Three-dimensional scanners for soft-tissue facial assessment in clinical practice

Published:August 24, 2020DOI:



      The quantitative assessment of facial appearance and function is critical in the process of restoring normality and thus minimising morbidity in patients with facial deformities. Three-dimensional (3D) scanners have increasingly been applied in clinical settings to circumvent the issues associated with standard approaches, namely, subjectivity. This study aimed to summarise the current literature on the accuracy, reliability, and usability of 3D scanning technologies for soft-tissue facial assessment.


      Medline, EMBASE, and Web of Science were searched for studies assessing the accuracy, reliability, and/or clinical usability of 3D scanners in assessing facial morphology. All results were filtered by title, abstract, and finally by full text for relevance.


      Eight hundred and thirty-seven results were filtered down to 41 articles that were included in this review. Articles were categorised depending on the 3D visualising principle of the scanner being tested: laser-based scanning, stereophotogrammetry, structured-light scanning, or RGB-D (red, green, blue-depth) sensors.

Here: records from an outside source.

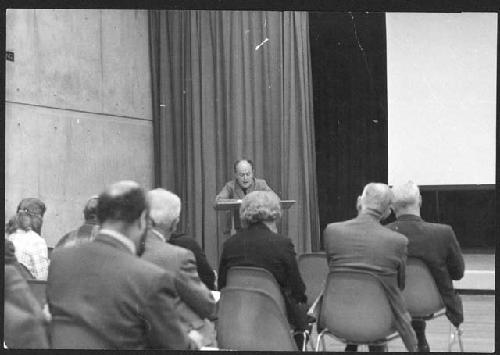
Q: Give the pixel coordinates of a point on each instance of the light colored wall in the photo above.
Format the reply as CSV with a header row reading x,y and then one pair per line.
x,y
78,108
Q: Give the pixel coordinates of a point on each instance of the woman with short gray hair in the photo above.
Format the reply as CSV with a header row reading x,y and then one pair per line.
x,y
259,244
260,207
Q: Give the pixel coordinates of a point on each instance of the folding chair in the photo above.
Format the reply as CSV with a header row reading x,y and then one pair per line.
x,y
260,279
66,334
38,288
355,310
313,268
423,299
257,278
250,320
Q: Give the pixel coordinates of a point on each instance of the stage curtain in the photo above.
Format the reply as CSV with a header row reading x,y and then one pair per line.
x,y
228,84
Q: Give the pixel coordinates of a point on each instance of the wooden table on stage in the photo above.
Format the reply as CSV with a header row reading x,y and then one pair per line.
x,y
234,206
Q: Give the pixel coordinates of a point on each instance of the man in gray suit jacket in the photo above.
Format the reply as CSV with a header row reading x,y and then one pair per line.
x,y
364,244
102,286
196,305
436,245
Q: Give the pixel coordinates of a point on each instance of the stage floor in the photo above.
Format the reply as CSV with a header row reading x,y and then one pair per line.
x,y
478,329
479,273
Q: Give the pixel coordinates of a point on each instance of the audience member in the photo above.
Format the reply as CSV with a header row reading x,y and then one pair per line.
x,y
373,249
31,248
105,287
24,324
260,245
205,271
85,232
195,305
436,245
243,183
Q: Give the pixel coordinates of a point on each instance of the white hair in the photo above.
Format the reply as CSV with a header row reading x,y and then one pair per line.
x,y
164,206
260,206
405,195
376,197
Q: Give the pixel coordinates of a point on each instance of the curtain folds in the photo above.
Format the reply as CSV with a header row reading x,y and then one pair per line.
x,y
228,84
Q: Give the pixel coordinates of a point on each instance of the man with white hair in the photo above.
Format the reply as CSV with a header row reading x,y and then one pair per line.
x,y
374,250
196,305
436,245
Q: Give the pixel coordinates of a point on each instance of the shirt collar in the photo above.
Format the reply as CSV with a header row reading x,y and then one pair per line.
x,y
409,217
121,238
158,234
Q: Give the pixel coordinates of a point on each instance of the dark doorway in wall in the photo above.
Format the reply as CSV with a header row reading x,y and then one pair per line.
x,y
349,69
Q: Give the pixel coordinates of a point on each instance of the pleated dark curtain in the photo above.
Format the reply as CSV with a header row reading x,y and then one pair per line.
x,y
228,84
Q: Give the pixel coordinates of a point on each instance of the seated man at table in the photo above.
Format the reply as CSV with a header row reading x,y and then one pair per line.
x,y
243,183
104,287
362,244
436,245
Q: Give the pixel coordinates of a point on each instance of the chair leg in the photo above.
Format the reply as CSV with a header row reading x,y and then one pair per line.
x,y
320,340
455,336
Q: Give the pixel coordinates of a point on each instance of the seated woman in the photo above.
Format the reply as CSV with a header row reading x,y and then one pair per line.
x,y
31,248
258,244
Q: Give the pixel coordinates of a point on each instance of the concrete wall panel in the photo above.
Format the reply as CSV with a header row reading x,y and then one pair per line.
x,y
89,60
64,157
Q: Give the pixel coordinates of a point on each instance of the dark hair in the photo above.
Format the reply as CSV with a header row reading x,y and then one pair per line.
x,y
90,209
243,159
126,206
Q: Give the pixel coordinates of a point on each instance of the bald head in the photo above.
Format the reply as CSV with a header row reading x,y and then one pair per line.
x,y
377,199
164,206
123,201
243,172
407,199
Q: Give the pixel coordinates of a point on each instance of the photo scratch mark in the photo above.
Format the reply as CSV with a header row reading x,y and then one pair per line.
x,y
262,43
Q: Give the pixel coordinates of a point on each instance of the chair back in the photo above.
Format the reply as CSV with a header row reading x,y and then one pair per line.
x,y
313,268
421,293
355,308
66,334
250,320
256,278
39,289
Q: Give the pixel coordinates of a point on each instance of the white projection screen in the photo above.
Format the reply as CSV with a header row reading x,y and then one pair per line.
x,y
441,82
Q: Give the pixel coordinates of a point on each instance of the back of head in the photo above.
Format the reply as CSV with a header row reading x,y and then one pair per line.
x,y
406,196
123,201
377,198
90,209
164,206
260,206
29,214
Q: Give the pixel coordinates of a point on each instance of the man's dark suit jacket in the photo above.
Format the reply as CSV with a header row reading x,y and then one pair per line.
x,y
102,285
438,247
24,325
205,271
363,240
258,246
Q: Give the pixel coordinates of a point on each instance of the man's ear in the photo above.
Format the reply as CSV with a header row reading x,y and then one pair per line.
x,y
173,226
143,220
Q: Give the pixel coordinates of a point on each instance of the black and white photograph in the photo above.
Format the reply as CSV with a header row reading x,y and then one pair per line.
x,y
250,178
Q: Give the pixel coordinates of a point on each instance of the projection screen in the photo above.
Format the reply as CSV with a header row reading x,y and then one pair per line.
x,y
441,78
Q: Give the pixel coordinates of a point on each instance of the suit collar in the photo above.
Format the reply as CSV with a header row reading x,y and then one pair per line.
x,y
117,240
409,217
240,190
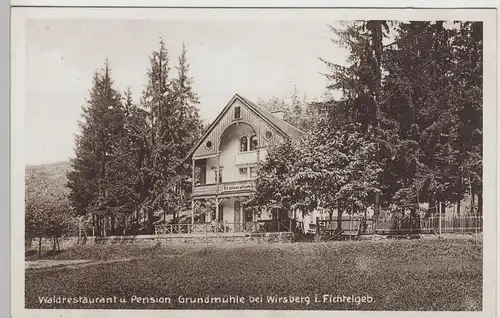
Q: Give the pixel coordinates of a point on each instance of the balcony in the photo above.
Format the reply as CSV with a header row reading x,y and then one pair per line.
x,y
224,188
246,158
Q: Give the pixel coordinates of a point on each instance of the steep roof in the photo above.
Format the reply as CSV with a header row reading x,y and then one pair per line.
x,y
289,130
285,128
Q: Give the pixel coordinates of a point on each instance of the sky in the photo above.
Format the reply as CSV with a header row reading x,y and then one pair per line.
x,y
255,60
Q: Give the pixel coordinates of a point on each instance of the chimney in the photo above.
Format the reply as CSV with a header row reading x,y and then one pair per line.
x,y
279,114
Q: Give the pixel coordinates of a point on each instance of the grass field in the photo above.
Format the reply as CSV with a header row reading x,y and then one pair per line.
x,y
394,274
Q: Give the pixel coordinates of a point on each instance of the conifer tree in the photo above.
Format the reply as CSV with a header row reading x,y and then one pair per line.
x,y
174,126
100,127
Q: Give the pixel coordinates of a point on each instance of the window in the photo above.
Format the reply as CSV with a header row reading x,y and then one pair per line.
x,y
253,142
220,175
237,112
253,172
248,215
268,135
221,213
208,144
243,144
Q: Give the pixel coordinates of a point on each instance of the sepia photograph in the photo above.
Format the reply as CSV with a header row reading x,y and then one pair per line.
x,y
253,160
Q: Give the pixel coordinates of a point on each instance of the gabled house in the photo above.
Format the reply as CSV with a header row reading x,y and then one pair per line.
x,y
226,159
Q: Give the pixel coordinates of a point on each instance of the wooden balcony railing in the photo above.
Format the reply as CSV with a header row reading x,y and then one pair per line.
x,y
224,188
227,227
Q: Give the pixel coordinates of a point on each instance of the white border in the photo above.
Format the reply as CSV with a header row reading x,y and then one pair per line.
x,y
19,16
262,3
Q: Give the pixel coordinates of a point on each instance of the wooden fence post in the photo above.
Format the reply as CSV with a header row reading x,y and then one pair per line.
x,y
317,229
439,209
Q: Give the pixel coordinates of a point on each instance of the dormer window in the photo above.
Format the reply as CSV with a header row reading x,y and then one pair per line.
x,y
243,144
237,112
253,142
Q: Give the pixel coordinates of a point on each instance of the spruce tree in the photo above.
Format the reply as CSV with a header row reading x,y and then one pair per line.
x,y
101,125
174,126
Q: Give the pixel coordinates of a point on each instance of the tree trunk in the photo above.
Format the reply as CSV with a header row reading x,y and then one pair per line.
x,y
39,247
473,201
150,222
432,208
339,220
480,204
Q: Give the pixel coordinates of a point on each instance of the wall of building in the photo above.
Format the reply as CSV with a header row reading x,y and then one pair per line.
x,y
247,116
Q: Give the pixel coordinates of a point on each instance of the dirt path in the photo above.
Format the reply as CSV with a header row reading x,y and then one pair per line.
x,y
49,265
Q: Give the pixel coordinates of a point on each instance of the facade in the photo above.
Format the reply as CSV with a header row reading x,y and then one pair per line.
x,y
226,159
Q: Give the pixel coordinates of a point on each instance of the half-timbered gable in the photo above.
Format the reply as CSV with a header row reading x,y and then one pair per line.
x,y
225,160
239,111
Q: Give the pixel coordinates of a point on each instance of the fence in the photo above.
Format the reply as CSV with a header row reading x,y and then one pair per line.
x,y
427,225
227,227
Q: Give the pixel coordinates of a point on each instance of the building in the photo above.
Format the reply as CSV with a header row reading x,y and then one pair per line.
x,y
226,159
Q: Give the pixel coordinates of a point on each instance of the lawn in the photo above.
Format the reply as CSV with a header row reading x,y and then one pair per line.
x,y
420,274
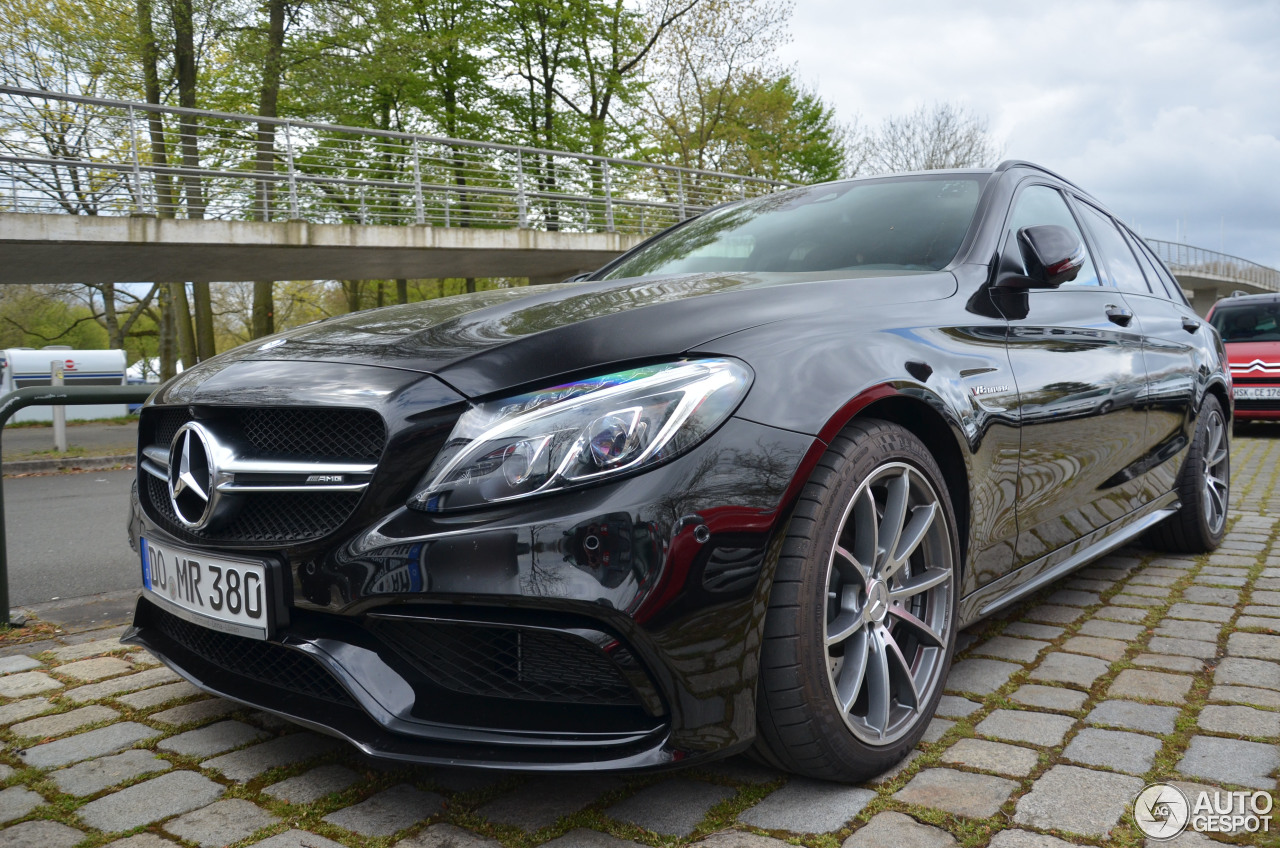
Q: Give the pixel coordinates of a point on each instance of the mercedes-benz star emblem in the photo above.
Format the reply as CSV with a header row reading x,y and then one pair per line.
x,y
191,475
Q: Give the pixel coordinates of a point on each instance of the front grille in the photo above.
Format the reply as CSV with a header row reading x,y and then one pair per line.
x,y
263,661
508,662
298,433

      Of the traditional 3D scanners evaluated in the literature, stereophotogrammetric systems most consistently demonstrate excellent accuracy and reliability in the collection of 3D facial scans. Due to their cost, size, and complexity, these systems are often unsuitable for incorporation into clinical environments with limited availability of resources, space, and time. Recently developed RGB-D sensors can collect accurate static and dynamic 3D facial scans without many of these disadvantages. Still, further improvements in their technical specifications and a greater focus on the development of automated facial assessment software is needed before RGB-D sensors can be universally accepted as a new gold-standard for soft-tissue facial assessment.